Tuesday, November 9, 2010

Ryan Murphy Has No Idea What He's Doing

Yup, I said it.  Glee creator Ryan Murphy has absolutely no idea what he's doing.  


I was a big fan of Glee when it premiered.  I enjoyed it well into the first season.  And then it started to suck.  Bad.  Plot lines were inconsistent, or were dropped altogther.  Character's personality traits are rarely consistent. 


One of my major beefs from season one was that Rachel (played by the wildly talented Lea Michelle) was always talking about lawyering up, but then when she is assaulted (more or less) by a group of students from another school, she doesn't say anything.


Another more recent plot hole I picked up on was in an episode that aired last month.  Kurt claims to be the only out gay person in town.  Wait, what?  I thought Rachel had two gay dads?  Who is writing this thing?  Why is there no consistency in this show?  Why won't anyone listen to me when I'm right? 

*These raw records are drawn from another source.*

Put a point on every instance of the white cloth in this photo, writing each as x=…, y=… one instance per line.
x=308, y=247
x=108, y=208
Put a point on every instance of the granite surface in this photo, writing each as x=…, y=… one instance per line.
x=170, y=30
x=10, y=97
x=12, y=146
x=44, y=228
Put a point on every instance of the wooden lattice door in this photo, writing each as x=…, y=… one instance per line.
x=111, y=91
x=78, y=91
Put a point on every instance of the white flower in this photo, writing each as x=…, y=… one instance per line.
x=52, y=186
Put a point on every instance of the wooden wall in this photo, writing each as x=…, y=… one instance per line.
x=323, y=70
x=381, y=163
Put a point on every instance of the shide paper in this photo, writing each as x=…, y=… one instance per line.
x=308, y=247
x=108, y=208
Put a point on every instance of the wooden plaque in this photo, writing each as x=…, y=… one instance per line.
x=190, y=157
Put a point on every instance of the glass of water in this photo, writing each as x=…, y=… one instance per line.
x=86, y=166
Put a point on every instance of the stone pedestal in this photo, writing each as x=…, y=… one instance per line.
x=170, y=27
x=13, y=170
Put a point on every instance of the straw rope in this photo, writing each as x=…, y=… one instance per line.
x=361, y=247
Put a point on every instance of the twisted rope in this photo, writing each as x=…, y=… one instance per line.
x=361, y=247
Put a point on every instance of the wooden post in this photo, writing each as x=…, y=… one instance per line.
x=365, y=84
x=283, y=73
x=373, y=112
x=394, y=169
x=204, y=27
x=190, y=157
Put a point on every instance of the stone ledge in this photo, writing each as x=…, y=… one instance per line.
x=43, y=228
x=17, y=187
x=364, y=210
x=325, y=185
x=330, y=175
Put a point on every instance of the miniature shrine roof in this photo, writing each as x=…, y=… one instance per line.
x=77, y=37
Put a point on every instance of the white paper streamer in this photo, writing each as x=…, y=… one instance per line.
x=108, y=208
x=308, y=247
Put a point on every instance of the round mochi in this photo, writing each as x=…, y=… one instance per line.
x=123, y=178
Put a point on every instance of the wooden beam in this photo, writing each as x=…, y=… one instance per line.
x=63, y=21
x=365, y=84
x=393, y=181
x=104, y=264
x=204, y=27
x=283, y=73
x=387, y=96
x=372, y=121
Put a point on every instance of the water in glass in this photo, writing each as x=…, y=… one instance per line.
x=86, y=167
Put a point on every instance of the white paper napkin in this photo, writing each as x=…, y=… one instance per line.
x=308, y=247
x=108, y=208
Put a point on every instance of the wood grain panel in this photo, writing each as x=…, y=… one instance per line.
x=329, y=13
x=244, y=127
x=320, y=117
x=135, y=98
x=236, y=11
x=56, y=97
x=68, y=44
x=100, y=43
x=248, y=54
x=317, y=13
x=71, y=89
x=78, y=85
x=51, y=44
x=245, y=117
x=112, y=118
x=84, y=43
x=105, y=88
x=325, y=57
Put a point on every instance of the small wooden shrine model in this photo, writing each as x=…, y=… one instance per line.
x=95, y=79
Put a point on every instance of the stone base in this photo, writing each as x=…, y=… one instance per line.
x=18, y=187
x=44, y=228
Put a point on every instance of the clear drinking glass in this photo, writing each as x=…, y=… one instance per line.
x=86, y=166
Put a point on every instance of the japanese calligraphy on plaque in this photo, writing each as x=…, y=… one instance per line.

Turns out the reason there's so much inconsistency in Glee is because it's written by the show's three creators-Ryan Murphy, Brad Falchuk, and Ian Brennan-and each of them have competing ideas about what Glee should be.  Murphy is more interesting in making the show a dark funhouse mirror version of his experiences in high school.  Brennan wants to focus on the sadness that is at the show's core.  And Falchuk is interested in bringing the two ideas together.  


This could be an explanation as to why it seems that the characters all suffer from multiple personality disorder and why so many plot-holes and inconsistencies exist.  


I demand they fix it and I demand that they take my advice on the matter.  The best solution is for all three of them to give up and let Dreamgirls director Bill Condon take charge of Glee's future.  After all, Dreamgirls is not only a near perfect movie-musical, it's a near perfect movie.  Condon clearly understood what he was doing and deftly demonstrated how movie musicals should be made.  


In Dreamgirls the songs grow out of the situations and out of the dialog, like they're supposed to in musicals.  But not in Glee.  In Glee they go through painstaking measures to give an explanation for every single song.  Mr. Shu has to give assignments.  Rachel has to first tell the class she's sorry and then tell them that the only way she can express how sorry she is is through song.


You're killing me!  Just let the songs grow out out of the situations naturally.  That would be the first best step in fixing Glee. 


The next step would be getting rid of the "theme episodes."  Another thing about musicals is that they can be thematic without having their themes being blatantly blurted out.  West Side Story is a fantastic example of this.  The musical never comes right out and says "gang violence is bad!  Prejudice and bigotry is bad!  Hope for the future can reside with the youth if they can overcome these problems!"  Glee, however, laboriously lectures its audience instead of letting the themes subtly arise through the show's structure and storytelling.  


Well, that's my take.  Hopefully this ends up in the hands of Ryan Murphy and he'll take my advice, because he'd be stupid not to.